Undergraduate Courses

Overview

Welcome to the Undergraduate Statistics and Actuarial Science program! Our courses are designed to provide a strong foundation in statistical theory, data analysis, and risk management, preparing students for dynamic careers in fields like finance, insurance, and data science. Through a blend of rigorous coursework, hands-on experience, and real-world applications, our program equips students with the analytical skills and practical knowledge needed to tackle complex problems and make informed decisions in today's data-driven world.
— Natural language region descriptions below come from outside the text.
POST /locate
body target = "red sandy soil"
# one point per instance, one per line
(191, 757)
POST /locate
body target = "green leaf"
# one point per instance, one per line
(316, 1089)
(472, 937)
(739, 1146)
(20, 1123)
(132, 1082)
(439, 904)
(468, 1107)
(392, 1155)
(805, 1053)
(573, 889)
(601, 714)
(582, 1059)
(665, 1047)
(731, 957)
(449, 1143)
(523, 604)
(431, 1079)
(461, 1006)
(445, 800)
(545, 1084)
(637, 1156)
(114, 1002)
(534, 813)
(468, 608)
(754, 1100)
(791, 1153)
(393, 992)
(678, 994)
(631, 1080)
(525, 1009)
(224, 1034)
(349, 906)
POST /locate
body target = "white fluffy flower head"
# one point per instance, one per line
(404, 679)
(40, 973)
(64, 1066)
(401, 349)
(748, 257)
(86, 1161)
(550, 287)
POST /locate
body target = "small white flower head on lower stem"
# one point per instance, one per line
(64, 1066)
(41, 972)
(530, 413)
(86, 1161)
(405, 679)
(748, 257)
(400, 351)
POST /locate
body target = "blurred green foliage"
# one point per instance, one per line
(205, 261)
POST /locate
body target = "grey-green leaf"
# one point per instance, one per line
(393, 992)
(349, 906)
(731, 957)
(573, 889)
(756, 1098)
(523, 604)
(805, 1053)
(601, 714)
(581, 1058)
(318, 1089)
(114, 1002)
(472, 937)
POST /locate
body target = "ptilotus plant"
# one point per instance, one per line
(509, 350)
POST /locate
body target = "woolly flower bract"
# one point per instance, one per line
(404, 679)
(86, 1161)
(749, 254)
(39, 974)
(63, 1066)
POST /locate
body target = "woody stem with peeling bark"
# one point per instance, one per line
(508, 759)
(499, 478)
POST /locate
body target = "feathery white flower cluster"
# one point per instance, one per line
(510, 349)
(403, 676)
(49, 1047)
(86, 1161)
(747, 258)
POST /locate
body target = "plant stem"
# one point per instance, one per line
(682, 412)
Whether you're interested in pursuing a career as an actuary, a statistician, or a data analyst, our program offers the tools and expertise to help you succeed.

 

Course Code Title
STAT 112 INTRODUCTION TO STATISTICS AND PROBABILITY II

Credit Hours - 3

Overview

This course is aimed at enhancing students understanding of basic principles in Statistics and Probability. Relative frequency function, Introduction to probability distributions, some univariate probability distributions; Bernoulli, Binomial, Poisson, Uniform distributions. Simulation of random variables from probability distributions; Bernoulli, Binomial, Uniform distributions using (R, Minitab and Stata): mean, variance, mode of probability distribution. Writing simple codes  to generate  discrete  random values of  the  Bernoulli, Binomial  and  Poisson distributed  random  variables. One hour Lab session  a  week  will be  organized  for students.                     

 
STAT 111 INTRODUCTION TO STATISTICS AND PROBABILITY I

Credit Hours - 3

Overview

This course introduces students to basic principles in Statistics and Probability. The definition, reduction and interpretation of data. Introduction to basic concepts of Probability; Random Events and Random Variables, and Bayes Theorem. Students will be given overview of computational statistics and an introduction to the computing environment. The statistical software (R, Minitab and Stata) will be used to execute concepts learned in class. Methods of data description and analysis using R, Minitab and Stata: emphasis on learning statistical methods and concepts through hands-on experience with real data. One hour laboratory session  a  week will  be  organized for students.